Microsoft Fabric Database Mirroring
By Marvin Magdaluyo on May 20, 2024
How does Fabric Mirroring works?
Fabric Mirroring leverages Change Data Capture (CDC) technology to convert data into appropriate Delta tables and store it in OneLake. Initially, a snapshot of the data is created, and subsequently, it is kept synchronized in near real-time with each transaction, whether it involves creating new tables or inserting, updating, or deleting data. The replication process employs intelligent logic to detect changes in the source data, optimizing compute usage by replicating only when necessary. Users have granular control over what data is mirrored into Fabric. Additionally, detailed monitoring provides insights into mirroring operations and the last refresh time of the replica in Fabric OneLake.
Fabric Mirrored Snowflake:
To better simulate Data Warehouse mirroring, I used the AdventureWorks DW Database and loaded it into Snowflake DW. Outlined below are the step-by-step procedures. (See shared drive for the scripts used.)
1. Restore the AdventureWorks Database in SQL Server.
2. From SQL Server, script all the schemas and tables.
3. Create the AdventureWorks Database in Snowflake.
4. Apply the extracted script in Snowflake to create all tables. Consider the following adjustments or you can refer to SnowFlake_Tables_Schemas.sql:
Remove all indexes, as Snowflake uses data clustering.

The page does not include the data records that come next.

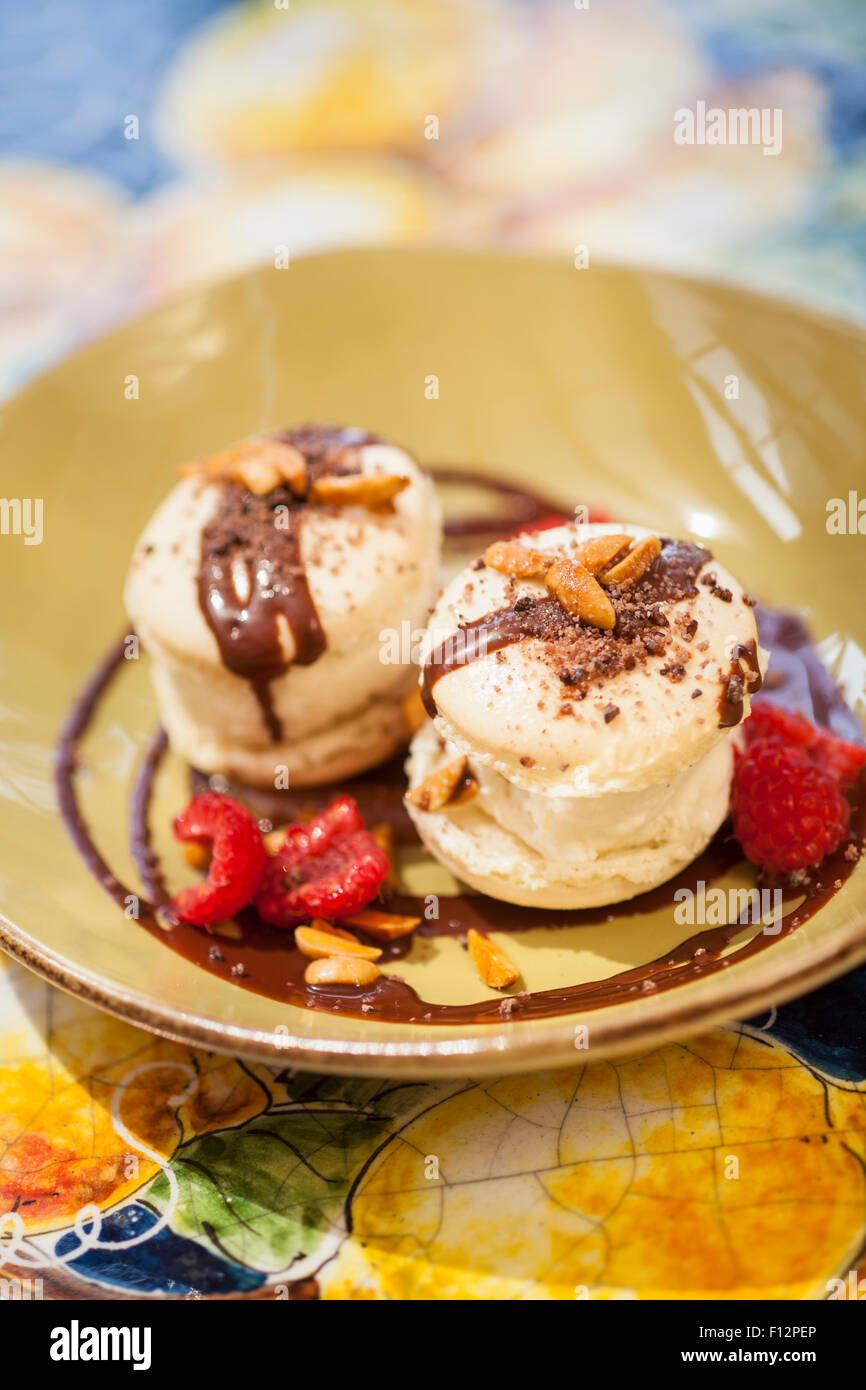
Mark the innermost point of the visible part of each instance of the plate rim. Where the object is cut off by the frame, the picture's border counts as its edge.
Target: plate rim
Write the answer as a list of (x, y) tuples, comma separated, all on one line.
[(548, 1047), (498, 1050)]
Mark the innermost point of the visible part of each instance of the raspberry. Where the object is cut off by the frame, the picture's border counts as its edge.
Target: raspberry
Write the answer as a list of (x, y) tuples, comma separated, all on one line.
[(788, 812), (328, 866), (841, 759), (238, 859)]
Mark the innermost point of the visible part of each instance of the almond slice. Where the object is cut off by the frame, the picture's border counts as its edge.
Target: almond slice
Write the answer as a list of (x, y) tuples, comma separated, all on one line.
[(602, 549), (635, 565), (384, 926), (367, 489), (413, 710), (320, 940), (580, 594), (491, 962), (259, 464), (516, 560), (437, 790), (341, 970)]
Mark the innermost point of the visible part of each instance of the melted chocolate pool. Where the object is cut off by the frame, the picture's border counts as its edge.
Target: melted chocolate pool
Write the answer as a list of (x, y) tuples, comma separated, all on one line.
[(266, 962)]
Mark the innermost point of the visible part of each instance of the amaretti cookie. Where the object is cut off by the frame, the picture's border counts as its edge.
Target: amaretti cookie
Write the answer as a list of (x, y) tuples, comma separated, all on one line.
[(262, 590), (583, 685)]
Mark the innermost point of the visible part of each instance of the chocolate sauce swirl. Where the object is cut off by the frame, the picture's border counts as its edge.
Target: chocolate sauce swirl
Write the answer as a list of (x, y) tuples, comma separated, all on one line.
[(744, 676), (256, 540)]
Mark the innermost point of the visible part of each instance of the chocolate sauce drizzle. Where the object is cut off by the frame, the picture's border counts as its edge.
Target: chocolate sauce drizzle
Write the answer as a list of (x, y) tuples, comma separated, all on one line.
[(263, 537), (266, 962), (740, 680)]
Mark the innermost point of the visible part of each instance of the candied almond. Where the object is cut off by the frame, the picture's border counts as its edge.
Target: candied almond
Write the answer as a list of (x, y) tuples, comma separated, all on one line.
[(384, 926), (413, 710), (341, 970), (601, 551), (437, 790), (321, 940), (516, 560), (635, 565), (259, 464), (580, 594), (491, 962), (367, 489)]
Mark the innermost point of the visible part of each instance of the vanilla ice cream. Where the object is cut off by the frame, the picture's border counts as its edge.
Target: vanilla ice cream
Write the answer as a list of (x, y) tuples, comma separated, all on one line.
[(601, 759), (268, 612)]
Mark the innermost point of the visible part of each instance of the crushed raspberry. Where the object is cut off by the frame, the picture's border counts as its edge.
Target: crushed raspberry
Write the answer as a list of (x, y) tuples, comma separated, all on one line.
[(841, 759), (788, 812), (238, 859), (328, 866)]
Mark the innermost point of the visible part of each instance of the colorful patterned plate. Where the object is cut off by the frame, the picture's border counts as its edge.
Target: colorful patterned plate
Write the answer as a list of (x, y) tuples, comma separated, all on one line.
[(687, 406)]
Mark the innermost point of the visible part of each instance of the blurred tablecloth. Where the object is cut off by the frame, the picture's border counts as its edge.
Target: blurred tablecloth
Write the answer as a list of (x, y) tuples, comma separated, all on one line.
[(146, 148)]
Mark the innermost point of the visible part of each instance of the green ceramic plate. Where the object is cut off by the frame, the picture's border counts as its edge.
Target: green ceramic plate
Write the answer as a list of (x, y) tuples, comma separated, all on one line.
[(687, 406)]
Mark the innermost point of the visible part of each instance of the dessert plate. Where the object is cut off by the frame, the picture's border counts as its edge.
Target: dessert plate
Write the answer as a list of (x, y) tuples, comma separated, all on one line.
[(690, 407)]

I used the data type Number instead of Money.
I used the data type Boolean instead of Bit.
I used the data type nvarchar(16777216) instead of nvarchar(max).
I used the data type varbinary (8388608) instead of varbinary (max).
5. Extract all the data from each table using Bulk Copy Protocol (BCP) and write it into CSV files. Although there are various methods to upload and extract data into Snowflake, I used the existing SQL Server tools without downloading any ODBC driver. (See BCP_OUT.txt command)
6. Load the CSV files into Snowflake. (See Snowflake_File_Format.txt)
7. Set up Microsoft Fabric Mirroring, which took less than 15 minutes, and synchronized all the data.
First step is to create a dedicated Workspace for your Data Warehouse.
Follow below (Step 1 to 9).
GO TO DATA WAREHOUSE AND CHOOSE MIRRORED SNOWFLAKE > NEW CONNECTION
SUPPLY CONNECTION DETAILS AND SELECT DATABASE ON DROPDOWN
SELECT TABLES TO BE REPLICATED OR AUTOMATICALLY MIRROR ALL TABLES AND CLICK APPLY CHANGES
SELECT MONITOR REPLICATION > VIEW DETAILS
GO TO YOUR WORKSPACE AND CHOOSE SQL ANALYTICS ENDPOINT
What are the Platforms supported?
Currently, the following database are available in preview:
1. Azure Cosmos DB
2. Azure SQL Database
3. Snowflake
You can check all above link for it's Security Considerations, Network Requirements, Limitations, Cost and support.
I was curious about the status of replication when the resource is set to auto suspend or turn off (16 hours). After checking, I was amazed to discover that the replication status remains active.